Des solutions à mettre en place de manière imminente
Face à ces menaces croissantes, les notaires doivent intégrer une véritable culture de la cybersécurité. Plusieurs mesures peuvent être immédiatement adoptées :
- Hygiène numérique : sensibiliser les collaborateurs aux réflexes de cybersécurité - éviter d’ouvrir des emails suspects, vérifier les destinataires avant tout virement, etc.
- Tests d’intrusion réguliers : identifier les vulnérabilités techniques et humaines via des exercices réguliers.

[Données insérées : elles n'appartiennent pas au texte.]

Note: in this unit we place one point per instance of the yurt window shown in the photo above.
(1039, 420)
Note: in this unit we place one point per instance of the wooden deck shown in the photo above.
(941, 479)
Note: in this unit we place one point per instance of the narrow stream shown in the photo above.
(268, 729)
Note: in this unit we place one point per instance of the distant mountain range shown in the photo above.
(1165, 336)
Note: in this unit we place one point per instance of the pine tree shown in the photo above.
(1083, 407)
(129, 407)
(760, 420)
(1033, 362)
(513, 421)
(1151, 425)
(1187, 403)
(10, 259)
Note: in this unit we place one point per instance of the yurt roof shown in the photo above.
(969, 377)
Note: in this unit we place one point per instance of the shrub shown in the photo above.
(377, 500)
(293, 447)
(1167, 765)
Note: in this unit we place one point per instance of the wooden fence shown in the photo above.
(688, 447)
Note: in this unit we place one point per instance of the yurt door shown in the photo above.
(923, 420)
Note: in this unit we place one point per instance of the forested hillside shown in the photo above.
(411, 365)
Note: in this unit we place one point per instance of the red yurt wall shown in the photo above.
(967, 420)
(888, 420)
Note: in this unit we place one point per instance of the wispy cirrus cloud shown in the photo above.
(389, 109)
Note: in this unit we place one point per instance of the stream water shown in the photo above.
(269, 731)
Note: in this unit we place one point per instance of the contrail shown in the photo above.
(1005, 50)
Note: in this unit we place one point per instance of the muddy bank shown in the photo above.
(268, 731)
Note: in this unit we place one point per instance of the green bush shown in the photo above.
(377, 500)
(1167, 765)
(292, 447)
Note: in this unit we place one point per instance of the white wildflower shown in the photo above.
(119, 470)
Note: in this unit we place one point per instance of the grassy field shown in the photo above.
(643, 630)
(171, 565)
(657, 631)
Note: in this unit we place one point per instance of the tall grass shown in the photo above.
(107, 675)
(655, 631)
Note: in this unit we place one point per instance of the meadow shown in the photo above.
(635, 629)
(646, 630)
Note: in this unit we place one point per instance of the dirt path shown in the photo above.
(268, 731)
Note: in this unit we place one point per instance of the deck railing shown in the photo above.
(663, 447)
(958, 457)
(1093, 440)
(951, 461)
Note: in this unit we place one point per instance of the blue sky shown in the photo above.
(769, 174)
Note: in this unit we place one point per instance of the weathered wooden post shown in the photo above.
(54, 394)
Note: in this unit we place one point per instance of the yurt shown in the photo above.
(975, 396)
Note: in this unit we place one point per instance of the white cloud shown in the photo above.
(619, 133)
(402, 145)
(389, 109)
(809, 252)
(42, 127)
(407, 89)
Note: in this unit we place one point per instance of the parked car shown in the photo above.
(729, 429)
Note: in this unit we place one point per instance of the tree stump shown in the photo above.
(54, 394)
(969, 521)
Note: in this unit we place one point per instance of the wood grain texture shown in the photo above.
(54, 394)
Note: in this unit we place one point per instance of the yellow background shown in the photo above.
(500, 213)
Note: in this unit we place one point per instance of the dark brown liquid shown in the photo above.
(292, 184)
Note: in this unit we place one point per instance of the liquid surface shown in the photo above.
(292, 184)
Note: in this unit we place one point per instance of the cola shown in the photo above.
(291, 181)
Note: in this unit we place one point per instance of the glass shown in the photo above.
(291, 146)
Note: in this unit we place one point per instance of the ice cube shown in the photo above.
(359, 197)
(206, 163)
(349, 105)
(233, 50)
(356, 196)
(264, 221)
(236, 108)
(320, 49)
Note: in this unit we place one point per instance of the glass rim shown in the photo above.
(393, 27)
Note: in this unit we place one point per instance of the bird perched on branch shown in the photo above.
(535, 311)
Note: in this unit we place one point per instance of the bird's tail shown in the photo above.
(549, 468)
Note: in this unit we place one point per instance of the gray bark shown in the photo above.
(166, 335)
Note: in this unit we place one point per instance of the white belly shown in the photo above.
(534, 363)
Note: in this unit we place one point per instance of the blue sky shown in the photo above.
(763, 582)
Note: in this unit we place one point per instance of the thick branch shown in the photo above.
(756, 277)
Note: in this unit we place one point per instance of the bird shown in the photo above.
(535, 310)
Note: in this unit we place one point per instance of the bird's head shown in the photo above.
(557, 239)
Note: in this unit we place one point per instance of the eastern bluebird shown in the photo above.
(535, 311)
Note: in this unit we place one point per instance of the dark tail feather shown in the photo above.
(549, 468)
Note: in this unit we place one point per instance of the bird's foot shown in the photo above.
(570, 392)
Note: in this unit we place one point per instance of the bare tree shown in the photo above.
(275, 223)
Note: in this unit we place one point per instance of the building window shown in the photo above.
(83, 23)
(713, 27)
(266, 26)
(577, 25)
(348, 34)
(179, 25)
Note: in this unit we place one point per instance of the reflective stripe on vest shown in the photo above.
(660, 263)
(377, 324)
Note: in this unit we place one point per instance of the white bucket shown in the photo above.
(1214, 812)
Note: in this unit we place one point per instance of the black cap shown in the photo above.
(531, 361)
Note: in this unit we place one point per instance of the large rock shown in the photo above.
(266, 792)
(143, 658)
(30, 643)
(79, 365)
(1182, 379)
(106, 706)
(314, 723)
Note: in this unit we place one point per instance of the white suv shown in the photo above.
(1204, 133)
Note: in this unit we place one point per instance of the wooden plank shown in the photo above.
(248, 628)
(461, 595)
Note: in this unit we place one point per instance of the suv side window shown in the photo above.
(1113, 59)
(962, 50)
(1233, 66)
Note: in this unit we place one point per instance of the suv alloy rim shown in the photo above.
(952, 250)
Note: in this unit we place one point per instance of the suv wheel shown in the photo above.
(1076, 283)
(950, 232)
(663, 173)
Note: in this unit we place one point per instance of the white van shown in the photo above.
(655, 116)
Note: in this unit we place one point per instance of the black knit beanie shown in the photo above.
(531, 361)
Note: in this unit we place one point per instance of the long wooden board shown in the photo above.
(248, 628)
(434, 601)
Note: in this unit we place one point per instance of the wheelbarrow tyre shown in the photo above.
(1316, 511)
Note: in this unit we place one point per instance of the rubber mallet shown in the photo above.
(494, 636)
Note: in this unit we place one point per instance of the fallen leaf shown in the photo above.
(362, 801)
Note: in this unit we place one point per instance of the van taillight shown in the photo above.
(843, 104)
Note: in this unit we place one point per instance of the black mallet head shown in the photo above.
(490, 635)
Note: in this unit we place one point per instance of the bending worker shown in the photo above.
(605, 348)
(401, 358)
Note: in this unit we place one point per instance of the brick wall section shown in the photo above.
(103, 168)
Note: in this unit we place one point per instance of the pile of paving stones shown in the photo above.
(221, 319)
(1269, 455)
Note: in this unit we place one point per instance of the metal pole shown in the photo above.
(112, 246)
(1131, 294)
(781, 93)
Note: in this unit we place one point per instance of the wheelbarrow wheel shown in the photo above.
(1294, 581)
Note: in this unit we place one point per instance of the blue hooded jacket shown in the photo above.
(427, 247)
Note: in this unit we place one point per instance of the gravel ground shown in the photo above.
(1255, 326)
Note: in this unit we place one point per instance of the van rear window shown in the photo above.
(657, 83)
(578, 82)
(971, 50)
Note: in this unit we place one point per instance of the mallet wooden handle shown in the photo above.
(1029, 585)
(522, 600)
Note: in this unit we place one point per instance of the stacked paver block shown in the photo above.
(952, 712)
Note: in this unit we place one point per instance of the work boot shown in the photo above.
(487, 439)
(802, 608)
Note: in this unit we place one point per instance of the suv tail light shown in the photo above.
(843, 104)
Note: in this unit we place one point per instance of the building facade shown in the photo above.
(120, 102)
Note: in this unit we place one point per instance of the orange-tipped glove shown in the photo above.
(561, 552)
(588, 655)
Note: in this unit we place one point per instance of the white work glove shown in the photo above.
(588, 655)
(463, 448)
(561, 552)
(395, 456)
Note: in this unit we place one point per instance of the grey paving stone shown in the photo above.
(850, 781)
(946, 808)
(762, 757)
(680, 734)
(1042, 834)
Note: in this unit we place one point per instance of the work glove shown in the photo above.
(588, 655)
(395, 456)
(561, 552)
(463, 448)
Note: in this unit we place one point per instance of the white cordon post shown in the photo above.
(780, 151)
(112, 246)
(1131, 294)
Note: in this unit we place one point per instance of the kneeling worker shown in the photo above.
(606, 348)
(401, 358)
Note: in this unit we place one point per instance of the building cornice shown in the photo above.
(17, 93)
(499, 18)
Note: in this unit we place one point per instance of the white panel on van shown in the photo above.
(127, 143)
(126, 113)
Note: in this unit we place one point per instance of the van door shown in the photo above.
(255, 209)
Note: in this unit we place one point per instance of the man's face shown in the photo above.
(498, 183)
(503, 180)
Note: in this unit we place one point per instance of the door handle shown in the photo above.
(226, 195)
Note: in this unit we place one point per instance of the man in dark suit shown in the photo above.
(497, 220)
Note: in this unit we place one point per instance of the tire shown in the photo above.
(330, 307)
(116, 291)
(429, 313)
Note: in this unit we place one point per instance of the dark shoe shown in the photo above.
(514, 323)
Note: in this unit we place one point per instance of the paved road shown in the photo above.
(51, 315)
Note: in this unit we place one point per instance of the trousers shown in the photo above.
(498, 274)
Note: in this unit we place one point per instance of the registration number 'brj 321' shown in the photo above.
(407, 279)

- Challenger les fournisseurs : s’assurer que les prestataires de logiciels respectent des normes strictes de cybersécurité et intègrent des mesures de protection adaptées.
- Recours aux ressources de l’ANSSI : l’Agence nationale de la sécurité des systèmes d’information met à disposition des outils gratuits pour améliorer la sécurité des offices notariaux.
Le secteur notarial a su se moderniser pour améliorer la gestion et la dématérialisation des actes. Pourtant, cette transformation ne s’est pas accompagnée d’une prise de conscience suffisante des risques cyber. Aujourd’hui, il y a urgence. La cybersécurité doit devenir une priorité pour préserver la confiance des clients et la solidité du secteur. Face à ces défis, l’ensemble de la profession doit s’organiser, investir dans la formation et renforcer les procédures. La cybersécurité ne doit plus être perçue comme une contrainte, mais comme un impératif absolu pour la pérennité de l’activité notariale.